Nebukadnezzar hatte nämlich nicht vergessen, dass er vor dem Krieg dutzende Boten aussendete, die von Persien aus bis Ägypten und Äthiopien kamen, und überall die Unterwerfung unter den selbsternannten Gott verlangten. Aus seiner Sicht klang das vielleicht naheliegend, sein Problem war nur, dass nicht ein einziges Königreich seine Sichtweise bezüglich der eigenen Göttlichkeit teilte. Alle Boten kamen also mit Absagen und Ablehnungen zurück. Auch jene, die in Juda unterwegs gewesen waren. Nach diesem Sieg Nebukadnezzars, der ihn zum militärischen Giganten machte, mit dem sich niemand mehr messen konnte, bereute wohl so mancher König seine verweigerte Unterwerfung, denn Nebukadnezzar hatte seine Haltung mittlerweile überdacht.
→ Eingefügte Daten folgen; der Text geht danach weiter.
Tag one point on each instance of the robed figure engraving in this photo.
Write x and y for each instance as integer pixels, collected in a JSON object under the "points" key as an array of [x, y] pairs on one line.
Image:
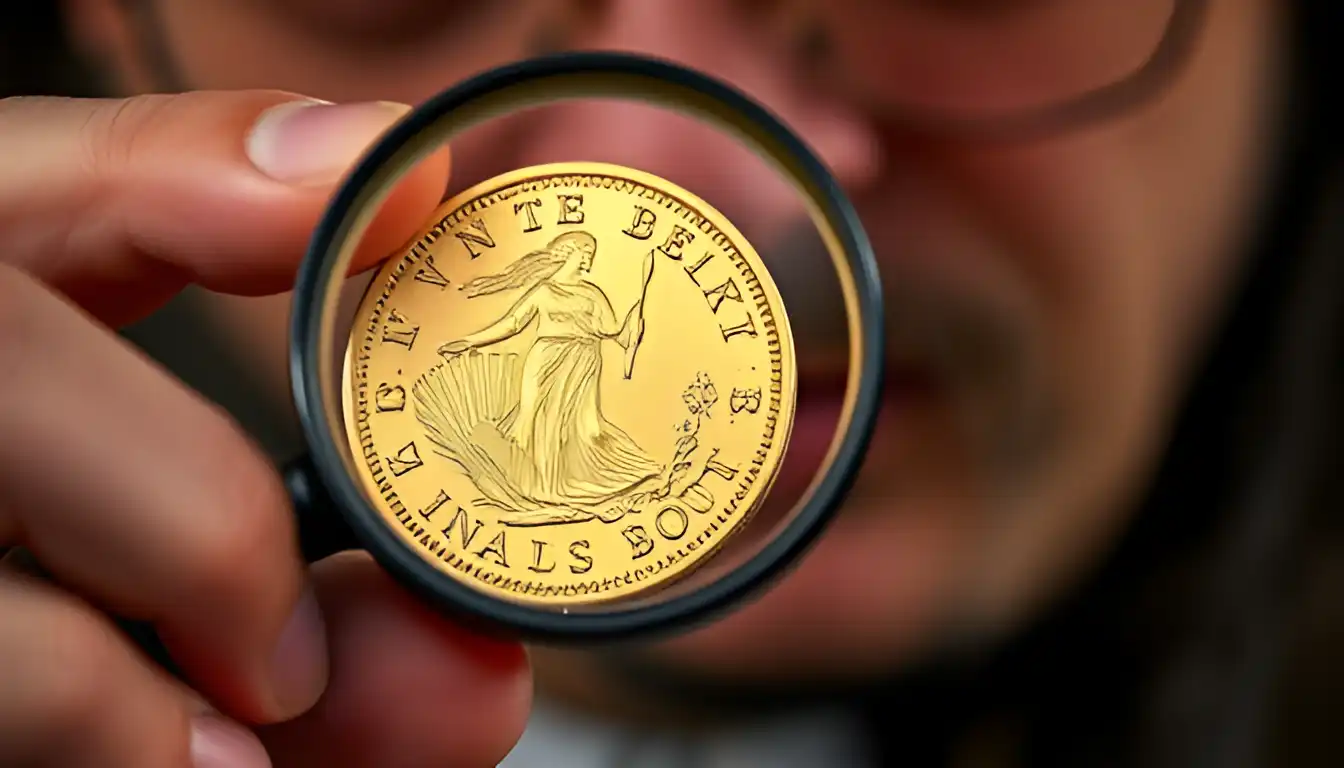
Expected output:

Er wollte keine Unterwerfung mehr, nein „er schwor bei seinem Thron und seinem Reich“ all jene, die ihm die Gefolgschaft verweigert hatte, „mit seinem Schwert auszurotten.“

An dieser Stelle kommt sein Oberbefehlshaber Holofernes ins Spiel, der dieser Ankündigung Taten folgen lassen sollte. Er bekam hundertzwanzigtausend Mann und zwölftausend berittene Bogenschützen und von seinem Gottkönig noch folgende Worte mit auf den Weg: „Ihre Täler sollen sich mit Verwundeten füllen, jeder Bach und Fluss soll übervoll werden von Toten.“ Es dürfte niemanden überraschen, dass das Ergebnis nach dieser Ansprache (und dieser militärischen Übermacht) auch entsprechend aussah. Nachdem Holofernes seinen Feldzug mit der Plünderung mehrerer Wüstenstädte begonnen hatte, ging es erst so richtig los. Er „überschritt den Eufrat und zog durch Mesopotamien; er zerstörte alle befestigten Städte am Fluss Habor bis hin zum Meer. Er eroberte das Gebiet von Kilikien und machte alle nieder, die ihm Widerstand leisteten.“ Er hinterließ eine Schneise der Verwüstung, brannte Felder nieder, tötete Viehherden, ließ plündern und brandschatzen und „erschlug alle jungen Männer mit scharfem Schwert.“ Kurzum, Nebukadnezzar konnte zufrieden mit ihm sein.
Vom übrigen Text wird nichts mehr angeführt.